Sydney Sweeney has an ad for American Eagle, in which she simply buttons up a pair of genes in, I guess, a sultry way, while delivering a genetics lesson. It’s kind of a half-assed lesson.
Genes are passed down from parents to offspring, often determining traits like hair color, personality and even eye color.
OK, but it implies a simplistic pattern of inheritance, and worse, uses the word “determining”. “Affects,” or “modulates,” or “contributes to” would be better — there are at least 16 critical genes behind eye color, with maybe 150 genes that can effect the expression of color. Eugenicists a century ago tried to claim that that it was regulated by a simple Mendelian dominant/recessive relationship of a few alleles, but that idea fell apart pretty fast. All you have to do is look at the range of colors in the human population to see it can’t be that simple. Anyone who has a basic understanding of genetics is going to see the flaws in that line.
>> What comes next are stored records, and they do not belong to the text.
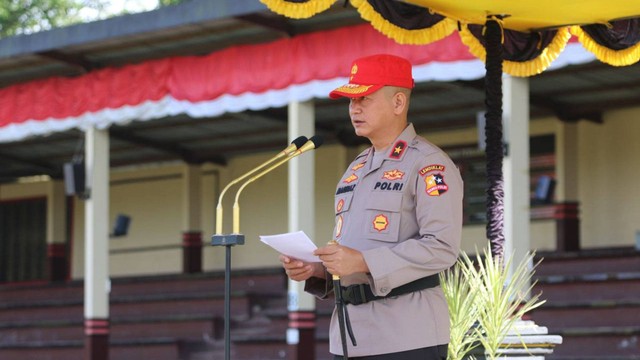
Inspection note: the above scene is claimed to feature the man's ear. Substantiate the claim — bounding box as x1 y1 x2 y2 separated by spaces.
393 91 408 114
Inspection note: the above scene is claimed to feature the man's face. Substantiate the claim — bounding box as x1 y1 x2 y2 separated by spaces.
349 87 395 142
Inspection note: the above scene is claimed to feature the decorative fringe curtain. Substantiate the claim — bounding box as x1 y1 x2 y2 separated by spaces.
460 25 571 77
351 0 456 45
260 0 336 19
571 18 640 66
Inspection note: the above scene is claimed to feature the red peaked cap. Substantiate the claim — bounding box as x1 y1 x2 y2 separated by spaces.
329 54 415 99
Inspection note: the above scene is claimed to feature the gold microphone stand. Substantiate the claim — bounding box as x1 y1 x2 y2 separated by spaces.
211 136 322 360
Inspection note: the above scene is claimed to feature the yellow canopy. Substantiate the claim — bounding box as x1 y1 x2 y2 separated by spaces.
406 0 640 31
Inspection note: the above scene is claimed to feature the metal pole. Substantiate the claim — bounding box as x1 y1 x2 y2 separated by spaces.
224 245 231 360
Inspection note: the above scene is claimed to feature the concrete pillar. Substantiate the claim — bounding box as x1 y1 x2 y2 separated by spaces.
502 75 531 286
182 164 202 274
47 180 69 282
84 127 110 360
555 122 580 251
287 101 316 360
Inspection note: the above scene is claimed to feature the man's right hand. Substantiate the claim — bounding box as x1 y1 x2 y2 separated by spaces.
279 255 326 281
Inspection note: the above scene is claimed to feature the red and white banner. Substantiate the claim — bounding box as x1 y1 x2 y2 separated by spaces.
0 24 594 142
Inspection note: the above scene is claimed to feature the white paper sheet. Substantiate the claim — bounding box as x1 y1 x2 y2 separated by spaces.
260 231 320 262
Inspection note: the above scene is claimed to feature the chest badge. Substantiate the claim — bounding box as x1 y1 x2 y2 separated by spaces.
373 214 389 231
382 169 404 180
342 174 358 184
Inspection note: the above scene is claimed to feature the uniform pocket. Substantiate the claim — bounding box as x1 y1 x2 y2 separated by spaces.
365 192 402 242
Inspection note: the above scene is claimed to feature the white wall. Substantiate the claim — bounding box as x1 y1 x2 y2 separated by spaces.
5 108 640 278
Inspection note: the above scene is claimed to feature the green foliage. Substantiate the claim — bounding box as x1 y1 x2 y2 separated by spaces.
0 0 186 38
441 248 545 360
158 0 185 6
0 0 104 37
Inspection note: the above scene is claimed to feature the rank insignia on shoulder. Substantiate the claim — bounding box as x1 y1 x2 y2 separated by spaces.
382 169 404 180
342 174 358 184
335 215 344 239
424 173 449 196
420 164 445 176
389 140 407 159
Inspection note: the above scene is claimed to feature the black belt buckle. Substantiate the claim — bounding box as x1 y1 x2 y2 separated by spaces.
342 284 370 305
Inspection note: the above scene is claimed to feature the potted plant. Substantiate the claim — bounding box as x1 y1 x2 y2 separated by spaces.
440 248 545 360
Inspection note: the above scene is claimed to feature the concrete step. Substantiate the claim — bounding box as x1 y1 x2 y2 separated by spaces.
528 299 640 331
547 325 640 360
536 247 640 276
0 314 217 345
0 338 181 360
533 272 640 303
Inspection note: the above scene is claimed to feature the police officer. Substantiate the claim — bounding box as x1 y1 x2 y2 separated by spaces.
280 54 463 360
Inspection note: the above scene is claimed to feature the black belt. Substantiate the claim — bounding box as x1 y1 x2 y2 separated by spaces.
342 274 440 305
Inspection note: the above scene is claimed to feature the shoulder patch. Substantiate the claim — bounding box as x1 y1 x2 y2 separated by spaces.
424 173 449 196
351 162 364 171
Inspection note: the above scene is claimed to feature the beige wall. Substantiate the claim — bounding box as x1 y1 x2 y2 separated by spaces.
0 108 640 278
576 108 640 247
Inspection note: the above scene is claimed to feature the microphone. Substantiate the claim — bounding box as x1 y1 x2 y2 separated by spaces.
233 135 324 234
216 136 308 234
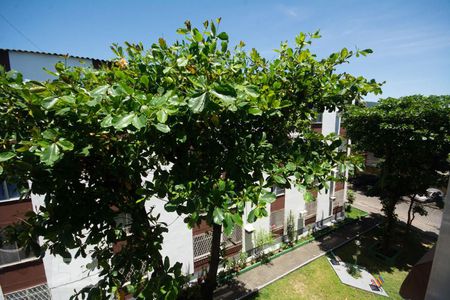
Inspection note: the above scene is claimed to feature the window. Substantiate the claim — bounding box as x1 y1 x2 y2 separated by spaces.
114 213 133 235
0 181 20 202
272 186 285 197
0 243 35 266
313 113 323 124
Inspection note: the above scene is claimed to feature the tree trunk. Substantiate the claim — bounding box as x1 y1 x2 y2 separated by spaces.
202 224 222 300
382 199 397 252
406 195 416 234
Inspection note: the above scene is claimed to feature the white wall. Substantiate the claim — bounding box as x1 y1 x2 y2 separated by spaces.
316 111 339 222
284 186 305 232
425 179 450 300
149 198 194 274
9 51 92 81
31 194 99 299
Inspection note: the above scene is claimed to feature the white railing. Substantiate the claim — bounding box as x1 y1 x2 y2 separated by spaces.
5 284 52 300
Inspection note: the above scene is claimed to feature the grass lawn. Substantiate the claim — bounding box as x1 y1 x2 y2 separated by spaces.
253 225 434 300
345 207 367 219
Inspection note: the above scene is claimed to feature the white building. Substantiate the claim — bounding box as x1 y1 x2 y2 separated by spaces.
0 49 346 300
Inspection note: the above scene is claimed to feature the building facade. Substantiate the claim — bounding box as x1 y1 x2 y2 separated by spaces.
0 49 346 300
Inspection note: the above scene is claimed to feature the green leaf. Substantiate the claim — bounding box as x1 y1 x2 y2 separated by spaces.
247 208 259 223
248 107 262 116
231 214 243 227
59 95 75 104
164 202 178 212
223 213 234 236
56 139 74 151
155 123 170 133
217 32 228 41
213 207 224 225
261 191 277 203
273 175 286 184
41 97 59 110
192 28 203 42
177 57 188 67
91 85 109 96
286 162 297 171
42 129 58 140
0 151 16 162
113 113 135 129
188 92 206 113
100 115 113 128
303 191 314 203
156 109 167 123
41 143 60 166
211 90 236 104
139 75 150 87
131 115 147 130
I’m not going to try to guess how many genes are involved in “personality.” All of them? With a huge contribution from environment and experience.
But then the ad company makes it even worse.
“My jeans are blue,” Sweeney concludes, with the ad delivering the now-infamous line, “Sydney Sweeney has ‘good jeans.’”
Oh god, are they like 12? Conflating ‘jeans’ with ‘genes’ is one of the oldest ‘jokes’ around — I teach genetics, and that word game is so tired and weak, especially since there aren’t even any good jokes built around it (if you know of any, tell me in the comments and I’ll judge the quality of your humor.) I groaned when I heard it. It doesn’t even rise to the level of a dad joke.
This, I thought, is the level of understanding the American public has of genetics.
I guess when I teach genetics this Spring I’m going to have to flop down on the floor with my shirt unbuttoned and slowly fasten up my pants. That’ll get their attention.